Surprisingly, this was the biggest turning point for Autumn and her decision to always be out at work. “There was this Texan oilman who was staunchly Catholic and of all the people, he was someone I expected to not be okay with me. When I came out to him he was so accepting. It was just no big deal to him. That was so empowering and made me realise I should be authentic.”
“Later when I interviewed for the job at Gap, I just said straight away, ‘my partner got a job, and I’m coming to San Francisco with her.'”
Now it’s fundamental to Autumn that everyone can be authentic at work. After an incredible fourteen years working at Gap and participating in Pride and a multitude of LGBTQI+ events, Autumn decided it was time for something new…
She was able to relocate to London with her partner of 16 years, who serendipitously found a job at the same time, allowing them both to continue their careers in the UK. “I only had three days in London before I decided to come here – we both wanted to be in a new country.
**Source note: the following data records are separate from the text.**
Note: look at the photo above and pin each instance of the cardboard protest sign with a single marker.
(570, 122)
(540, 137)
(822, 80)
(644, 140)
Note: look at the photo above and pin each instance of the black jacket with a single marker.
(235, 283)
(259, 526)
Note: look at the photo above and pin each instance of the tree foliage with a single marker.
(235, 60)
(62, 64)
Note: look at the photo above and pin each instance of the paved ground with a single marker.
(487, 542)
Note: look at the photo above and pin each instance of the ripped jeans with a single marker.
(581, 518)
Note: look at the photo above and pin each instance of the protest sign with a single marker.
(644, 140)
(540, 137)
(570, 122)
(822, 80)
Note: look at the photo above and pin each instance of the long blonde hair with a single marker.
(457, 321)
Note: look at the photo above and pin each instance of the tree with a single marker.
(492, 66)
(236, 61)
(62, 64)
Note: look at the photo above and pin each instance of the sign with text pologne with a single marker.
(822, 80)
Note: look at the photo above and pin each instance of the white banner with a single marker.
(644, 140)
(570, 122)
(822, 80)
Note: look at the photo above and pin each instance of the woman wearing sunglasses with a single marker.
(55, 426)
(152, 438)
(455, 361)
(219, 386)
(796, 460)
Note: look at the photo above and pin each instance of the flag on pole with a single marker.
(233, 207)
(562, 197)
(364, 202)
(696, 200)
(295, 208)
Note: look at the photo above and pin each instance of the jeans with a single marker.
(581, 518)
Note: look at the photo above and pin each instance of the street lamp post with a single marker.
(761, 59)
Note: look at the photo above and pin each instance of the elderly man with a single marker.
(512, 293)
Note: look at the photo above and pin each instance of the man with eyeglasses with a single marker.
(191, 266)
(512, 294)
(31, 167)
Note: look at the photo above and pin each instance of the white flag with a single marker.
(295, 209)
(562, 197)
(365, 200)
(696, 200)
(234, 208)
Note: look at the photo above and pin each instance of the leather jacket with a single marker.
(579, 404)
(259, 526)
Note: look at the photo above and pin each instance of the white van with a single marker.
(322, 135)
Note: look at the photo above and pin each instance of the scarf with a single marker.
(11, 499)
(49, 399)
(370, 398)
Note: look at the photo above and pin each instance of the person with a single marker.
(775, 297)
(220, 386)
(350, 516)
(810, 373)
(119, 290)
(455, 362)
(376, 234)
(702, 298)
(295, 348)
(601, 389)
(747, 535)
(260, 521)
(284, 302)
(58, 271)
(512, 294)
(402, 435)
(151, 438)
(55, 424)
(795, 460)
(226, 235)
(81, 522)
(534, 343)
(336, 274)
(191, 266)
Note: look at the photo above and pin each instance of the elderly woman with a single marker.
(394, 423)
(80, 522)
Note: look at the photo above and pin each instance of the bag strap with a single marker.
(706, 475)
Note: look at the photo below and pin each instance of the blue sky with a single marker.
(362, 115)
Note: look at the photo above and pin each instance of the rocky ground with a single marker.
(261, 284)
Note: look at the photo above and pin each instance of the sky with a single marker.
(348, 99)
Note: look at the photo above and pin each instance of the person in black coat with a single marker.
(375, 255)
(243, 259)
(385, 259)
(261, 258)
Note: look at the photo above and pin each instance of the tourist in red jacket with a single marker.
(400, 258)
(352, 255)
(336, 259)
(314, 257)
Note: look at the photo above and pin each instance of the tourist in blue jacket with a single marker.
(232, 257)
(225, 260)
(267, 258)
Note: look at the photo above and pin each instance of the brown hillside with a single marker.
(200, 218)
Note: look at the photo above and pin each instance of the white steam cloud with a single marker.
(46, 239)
You do get homesick for your country and friends, but you can get amazing opportunities abroad. I have a different role here at Farfetch and I have a great team. More than anything I’m so proud of being able to join and build the LGBTQI+ community and network here.”
Autumn helped to start up and establish the LGBTQI+ group at Farfetch, driven by her passion to improve visibility worldwide for the community.
“We started organising the network at Farfetch informally before Pride and then used Pride In London in June as a kick-off point. We are now beginning to grow the group and set up work policies.”
Since launching the LGBTQI+ group at Farfetch, other Employee Networks Groups have been established. These communities are an important part of our mission to create a consciously inclusive environment for everyone and a reflection of our company culture and values.
Although the network is in the nascent stages, it has had a big impact on employees. Building on the momentum of the first year and establishing a network in offices across the world is high on Autumn’s priority list.
“Portugal, London, New York and LA participated in Pride this year, but to see that grow and have established communities in other offices would be great. I was so passionate about starting the group and it’s important you shouldn’t assume that just because you are in a cosmopolitan city, or a progressive company – or even a liberal country – that it’s not needed. People are at all different stages of their journey.”
The impact of the network shows. Autumn has already met somebody who came out at the company who wasn’t out before Pride, but came out because of Pride and the activities surrounding it.
“That happened in a tech/fashion company in London, that just shows you there are people everywhere that can benefit from visibility and support. If you want to create a community, you can start it yourself, and you can take the first step.
“I knew how important it was early in my career to see myself represented in the rest of the company and to know I was accepted and safe. So it’s really important to me that Farfetch’s culture creates a diverse and inclusive environment for everyone.”